3

Given that $a,b,c\ $ are pairwise relatively prime, what is the largest number not expressible as a linear combination of $a,b,c\ $?

What if $a$ and $b$ have common factor $m$?

What if $a$ and $b$ have common factor $m$, and $b$ and $c$ have common factor $n$?

2 Answers2

8

This is more of an extended comment than an answer to your specific questions.

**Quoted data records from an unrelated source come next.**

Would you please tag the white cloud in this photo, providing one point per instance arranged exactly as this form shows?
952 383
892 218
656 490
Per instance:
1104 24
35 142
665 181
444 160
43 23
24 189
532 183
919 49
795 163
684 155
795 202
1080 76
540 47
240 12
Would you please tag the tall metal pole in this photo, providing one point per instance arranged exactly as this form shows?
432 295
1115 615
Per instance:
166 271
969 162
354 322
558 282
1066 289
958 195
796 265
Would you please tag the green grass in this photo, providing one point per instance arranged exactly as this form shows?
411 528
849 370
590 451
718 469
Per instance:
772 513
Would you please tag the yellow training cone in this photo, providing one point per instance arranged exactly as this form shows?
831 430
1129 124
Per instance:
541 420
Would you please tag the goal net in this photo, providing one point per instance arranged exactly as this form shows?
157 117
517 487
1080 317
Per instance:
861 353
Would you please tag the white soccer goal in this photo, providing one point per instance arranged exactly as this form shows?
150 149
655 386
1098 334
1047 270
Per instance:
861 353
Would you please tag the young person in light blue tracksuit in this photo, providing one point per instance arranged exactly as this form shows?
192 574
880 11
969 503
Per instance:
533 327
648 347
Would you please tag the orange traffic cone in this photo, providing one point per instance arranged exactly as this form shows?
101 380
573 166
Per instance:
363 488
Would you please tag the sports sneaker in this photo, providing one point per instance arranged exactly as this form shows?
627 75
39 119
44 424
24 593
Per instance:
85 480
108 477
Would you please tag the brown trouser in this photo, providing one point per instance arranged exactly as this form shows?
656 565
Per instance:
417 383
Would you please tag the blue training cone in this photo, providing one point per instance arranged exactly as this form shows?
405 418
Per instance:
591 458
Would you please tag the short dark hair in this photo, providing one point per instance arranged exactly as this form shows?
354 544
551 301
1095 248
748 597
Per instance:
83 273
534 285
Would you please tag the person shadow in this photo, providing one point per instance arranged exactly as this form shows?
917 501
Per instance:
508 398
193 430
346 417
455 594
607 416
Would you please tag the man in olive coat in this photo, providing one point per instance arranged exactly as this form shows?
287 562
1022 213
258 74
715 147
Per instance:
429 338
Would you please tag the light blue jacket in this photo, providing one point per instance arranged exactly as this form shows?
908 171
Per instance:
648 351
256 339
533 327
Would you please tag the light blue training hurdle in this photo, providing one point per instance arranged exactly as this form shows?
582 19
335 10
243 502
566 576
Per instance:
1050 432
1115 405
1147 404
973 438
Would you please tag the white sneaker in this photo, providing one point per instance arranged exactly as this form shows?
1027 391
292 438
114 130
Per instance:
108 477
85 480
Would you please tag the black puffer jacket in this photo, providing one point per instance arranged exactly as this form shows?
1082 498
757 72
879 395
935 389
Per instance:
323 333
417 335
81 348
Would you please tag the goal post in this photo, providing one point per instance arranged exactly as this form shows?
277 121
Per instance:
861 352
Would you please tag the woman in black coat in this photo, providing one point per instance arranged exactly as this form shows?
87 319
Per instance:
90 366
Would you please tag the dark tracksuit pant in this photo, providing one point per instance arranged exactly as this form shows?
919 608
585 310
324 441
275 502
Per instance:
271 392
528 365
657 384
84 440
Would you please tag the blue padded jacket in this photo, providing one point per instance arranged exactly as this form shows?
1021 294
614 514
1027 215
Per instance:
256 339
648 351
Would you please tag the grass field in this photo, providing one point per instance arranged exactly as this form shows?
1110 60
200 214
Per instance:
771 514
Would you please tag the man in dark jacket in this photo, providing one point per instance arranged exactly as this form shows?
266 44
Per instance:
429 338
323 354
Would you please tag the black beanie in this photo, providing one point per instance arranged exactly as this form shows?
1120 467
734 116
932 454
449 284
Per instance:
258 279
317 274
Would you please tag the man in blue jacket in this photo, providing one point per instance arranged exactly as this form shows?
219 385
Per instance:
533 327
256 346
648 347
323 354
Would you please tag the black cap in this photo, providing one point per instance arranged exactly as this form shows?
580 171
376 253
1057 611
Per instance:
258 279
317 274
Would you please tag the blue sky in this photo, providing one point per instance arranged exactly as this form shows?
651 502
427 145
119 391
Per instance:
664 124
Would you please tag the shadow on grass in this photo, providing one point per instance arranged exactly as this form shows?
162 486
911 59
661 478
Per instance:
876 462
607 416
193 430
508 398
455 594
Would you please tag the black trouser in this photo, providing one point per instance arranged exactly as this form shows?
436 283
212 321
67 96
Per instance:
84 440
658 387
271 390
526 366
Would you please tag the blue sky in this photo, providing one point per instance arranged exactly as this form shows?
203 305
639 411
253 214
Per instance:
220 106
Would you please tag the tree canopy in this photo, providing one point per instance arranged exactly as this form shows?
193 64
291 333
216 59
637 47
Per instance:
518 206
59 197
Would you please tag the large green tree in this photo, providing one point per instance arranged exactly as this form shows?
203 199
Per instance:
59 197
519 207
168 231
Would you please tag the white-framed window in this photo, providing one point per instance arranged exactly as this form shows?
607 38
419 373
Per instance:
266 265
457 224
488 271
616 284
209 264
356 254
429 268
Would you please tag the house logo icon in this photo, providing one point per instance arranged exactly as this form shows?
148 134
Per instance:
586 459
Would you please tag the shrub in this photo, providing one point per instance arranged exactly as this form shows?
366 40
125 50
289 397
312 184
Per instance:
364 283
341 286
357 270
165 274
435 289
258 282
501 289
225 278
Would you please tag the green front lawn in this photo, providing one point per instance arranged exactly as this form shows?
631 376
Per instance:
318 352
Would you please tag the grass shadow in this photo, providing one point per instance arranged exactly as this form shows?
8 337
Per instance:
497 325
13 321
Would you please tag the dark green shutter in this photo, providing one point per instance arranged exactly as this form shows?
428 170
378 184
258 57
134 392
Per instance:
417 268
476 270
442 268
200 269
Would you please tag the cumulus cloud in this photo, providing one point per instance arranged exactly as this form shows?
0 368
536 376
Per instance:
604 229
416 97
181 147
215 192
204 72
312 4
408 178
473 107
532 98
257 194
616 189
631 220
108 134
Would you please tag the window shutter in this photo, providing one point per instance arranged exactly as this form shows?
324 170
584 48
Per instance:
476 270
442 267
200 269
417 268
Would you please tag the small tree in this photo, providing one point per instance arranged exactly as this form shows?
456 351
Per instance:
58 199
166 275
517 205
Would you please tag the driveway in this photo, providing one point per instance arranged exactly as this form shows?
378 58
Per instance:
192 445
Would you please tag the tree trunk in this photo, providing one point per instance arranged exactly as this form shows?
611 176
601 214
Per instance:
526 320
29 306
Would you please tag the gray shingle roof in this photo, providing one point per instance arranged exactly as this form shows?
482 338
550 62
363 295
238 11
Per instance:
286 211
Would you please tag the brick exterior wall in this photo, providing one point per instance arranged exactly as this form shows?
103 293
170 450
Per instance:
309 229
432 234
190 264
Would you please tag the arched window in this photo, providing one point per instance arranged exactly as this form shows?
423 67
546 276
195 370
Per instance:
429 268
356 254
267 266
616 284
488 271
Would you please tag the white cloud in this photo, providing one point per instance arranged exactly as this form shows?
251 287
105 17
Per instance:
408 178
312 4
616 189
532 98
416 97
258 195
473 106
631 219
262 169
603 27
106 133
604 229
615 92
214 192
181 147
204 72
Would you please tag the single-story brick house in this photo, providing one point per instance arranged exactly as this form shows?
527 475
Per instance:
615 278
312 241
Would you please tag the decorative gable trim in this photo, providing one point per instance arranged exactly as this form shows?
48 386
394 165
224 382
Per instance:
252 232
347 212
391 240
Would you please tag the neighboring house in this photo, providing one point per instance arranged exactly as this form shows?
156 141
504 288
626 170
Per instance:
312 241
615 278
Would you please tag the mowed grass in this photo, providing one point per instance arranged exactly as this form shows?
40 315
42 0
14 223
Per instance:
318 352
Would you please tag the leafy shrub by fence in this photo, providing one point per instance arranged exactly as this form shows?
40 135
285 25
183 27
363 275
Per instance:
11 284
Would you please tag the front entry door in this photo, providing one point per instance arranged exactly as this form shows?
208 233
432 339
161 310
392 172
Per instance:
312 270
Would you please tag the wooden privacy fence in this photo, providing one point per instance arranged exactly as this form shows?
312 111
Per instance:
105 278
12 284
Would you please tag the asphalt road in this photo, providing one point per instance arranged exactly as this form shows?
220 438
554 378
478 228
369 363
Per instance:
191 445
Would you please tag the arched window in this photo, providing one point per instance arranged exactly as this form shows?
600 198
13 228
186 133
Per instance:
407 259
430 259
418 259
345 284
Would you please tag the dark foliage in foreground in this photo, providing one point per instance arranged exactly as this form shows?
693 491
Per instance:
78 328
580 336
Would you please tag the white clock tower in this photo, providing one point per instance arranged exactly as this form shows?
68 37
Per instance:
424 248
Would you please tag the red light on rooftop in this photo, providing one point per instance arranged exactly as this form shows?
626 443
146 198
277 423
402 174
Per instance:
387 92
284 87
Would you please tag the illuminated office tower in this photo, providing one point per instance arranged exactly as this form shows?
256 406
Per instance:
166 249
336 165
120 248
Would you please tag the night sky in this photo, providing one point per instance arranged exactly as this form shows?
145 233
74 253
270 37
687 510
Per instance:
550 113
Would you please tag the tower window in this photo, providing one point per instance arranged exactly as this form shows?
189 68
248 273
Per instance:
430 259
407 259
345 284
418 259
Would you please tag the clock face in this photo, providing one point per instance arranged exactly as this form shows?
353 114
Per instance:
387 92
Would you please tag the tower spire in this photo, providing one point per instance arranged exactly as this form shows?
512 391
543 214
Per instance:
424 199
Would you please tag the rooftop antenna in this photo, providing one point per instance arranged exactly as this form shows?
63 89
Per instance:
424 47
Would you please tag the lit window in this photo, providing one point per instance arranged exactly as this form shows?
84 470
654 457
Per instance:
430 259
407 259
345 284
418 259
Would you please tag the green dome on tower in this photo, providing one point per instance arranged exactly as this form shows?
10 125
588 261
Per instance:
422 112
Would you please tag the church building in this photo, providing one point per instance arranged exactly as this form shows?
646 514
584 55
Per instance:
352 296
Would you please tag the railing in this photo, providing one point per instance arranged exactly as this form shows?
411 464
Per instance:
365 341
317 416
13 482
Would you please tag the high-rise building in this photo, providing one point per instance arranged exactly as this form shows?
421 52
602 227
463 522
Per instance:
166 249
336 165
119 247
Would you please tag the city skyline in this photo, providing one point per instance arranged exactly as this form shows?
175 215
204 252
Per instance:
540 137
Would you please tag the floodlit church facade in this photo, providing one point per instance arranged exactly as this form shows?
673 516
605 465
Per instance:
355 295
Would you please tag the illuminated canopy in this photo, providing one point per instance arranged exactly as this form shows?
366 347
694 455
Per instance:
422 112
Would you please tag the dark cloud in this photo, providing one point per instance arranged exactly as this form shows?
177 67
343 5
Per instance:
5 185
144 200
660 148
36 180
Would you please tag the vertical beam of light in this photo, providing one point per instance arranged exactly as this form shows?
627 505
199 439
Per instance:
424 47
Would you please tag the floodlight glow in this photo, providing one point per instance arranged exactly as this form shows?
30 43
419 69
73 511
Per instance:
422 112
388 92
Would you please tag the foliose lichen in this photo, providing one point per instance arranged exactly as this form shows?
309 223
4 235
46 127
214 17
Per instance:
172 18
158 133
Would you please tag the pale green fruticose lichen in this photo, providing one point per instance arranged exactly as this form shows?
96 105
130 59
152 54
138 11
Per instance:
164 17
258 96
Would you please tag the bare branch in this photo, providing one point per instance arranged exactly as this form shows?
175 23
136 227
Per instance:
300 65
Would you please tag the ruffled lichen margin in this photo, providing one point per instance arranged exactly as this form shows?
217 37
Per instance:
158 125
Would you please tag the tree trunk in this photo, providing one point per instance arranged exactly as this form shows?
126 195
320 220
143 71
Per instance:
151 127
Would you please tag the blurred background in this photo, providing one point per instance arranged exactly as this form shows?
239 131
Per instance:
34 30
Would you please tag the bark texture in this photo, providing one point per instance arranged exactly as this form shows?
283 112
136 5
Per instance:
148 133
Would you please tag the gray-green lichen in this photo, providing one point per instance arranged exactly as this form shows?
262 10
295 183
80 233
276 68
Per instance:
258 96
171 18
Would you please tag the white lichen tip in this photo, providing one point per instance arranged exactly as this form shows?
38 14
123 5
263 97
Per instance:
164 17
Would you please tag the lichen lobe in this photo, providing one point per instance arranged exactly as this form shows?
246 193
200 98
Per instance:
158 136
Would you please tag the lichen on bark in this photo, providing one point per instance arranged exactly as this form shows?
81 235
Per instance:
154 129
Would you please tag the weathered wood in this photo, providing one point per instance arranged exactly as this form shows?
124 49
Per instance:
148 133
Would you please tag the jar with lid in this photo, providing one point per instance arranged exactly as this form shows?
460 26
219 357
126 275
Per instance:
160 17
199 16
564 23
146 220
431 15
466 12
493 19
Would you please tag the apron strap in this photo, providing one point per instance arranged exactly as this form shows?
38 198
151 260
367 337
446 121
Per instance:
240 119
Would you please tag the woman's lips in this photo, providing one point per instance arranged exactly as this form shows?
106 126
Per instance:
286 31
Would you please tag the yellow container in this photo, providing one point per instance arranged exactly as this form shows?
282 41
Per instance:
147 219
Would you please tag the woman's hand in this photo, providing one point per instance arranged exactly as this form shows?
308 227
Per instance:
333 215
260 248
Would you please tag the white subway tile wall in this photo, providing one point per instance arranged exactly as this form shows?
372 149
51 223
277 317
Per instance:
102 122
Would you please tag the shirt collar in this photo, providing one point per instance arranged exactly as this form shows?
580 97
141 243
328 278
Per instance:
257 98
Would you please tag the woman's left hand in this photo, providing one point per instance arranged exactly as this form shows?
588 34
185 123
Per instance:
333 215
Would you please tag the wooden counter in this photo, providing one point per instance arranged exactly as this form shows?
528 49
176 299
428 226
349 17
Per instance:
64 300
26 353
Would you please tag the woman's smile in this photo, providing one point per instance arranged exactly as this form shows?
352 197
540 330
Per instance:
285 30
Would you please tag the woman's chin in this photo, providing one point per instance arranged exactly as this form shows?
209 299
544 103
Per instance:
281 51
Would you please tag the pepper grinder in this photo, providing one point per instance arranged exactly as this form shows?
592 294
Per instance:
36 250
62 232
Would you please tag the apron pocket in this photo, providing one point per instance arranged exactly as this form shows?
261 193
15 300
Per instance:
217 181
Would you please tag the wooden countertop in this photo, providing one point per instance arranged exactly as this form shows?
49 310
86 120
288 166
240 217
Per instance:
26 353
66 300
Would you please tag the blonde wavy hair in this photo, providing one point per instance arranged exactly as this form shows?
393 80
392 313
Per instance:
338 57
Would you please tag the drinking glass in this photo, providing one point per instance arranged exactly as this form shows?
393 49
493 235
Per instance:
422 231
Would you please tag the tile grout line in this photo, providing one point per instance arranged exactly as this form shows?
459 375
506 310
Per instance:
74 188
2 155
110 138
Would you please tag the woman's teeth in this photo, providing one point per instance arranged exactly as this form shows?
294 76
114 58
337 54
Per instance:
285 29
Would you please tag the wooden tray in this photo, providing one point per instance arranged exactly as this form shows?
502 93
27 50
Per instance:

This is called the Frobenius number of the semigroup generated by $a,b$ and $c$. The case for two generators, say $a$ and $b$ with $a$ and $b$ rel. prime, has a closed formula given by $$ g(a,b)=ab-a-b.$$

However, in general for 3 generators it is known that there is no polynomial formula expressing the Frobenius number in terms of $a,b$ and $c$. The reference is F. Curtis (1990). "On formulas for the Frobenius number of a numerical semigroup". Mathematica Scandinavica. 67 (2): 190–192. You can find the paper here: https://www.mscand.dk/article/view/12330/10346

You can read more about this in: https://en.wikipedia.org/wiki/Coin_problem#Statement or https://en.wikipedia.org/wiki/Numerical_semigroup

user347489
  • 1,869
  • Well, from what I’m reading, there is only no Frobenius Number when gcd(a,b,c)=1, which is a different (and weaker) condition than I had, which allowed only pairwise common factors. – Lieutenant Zipp Apr 25 '19 at 21:43
2

Your not all relatively prime cases, are restricted cases of the 2 number cases: $$a=md\land b=me \implies m(dx+ey)+cz=f$$

aka what are the values that can't be made by combinations of d and e, multiply them by m and ask what numbers they can't reach by adding an integer multiple of c to them.

Your all relatively prime case, I'm not sure about except by looking at the other answer.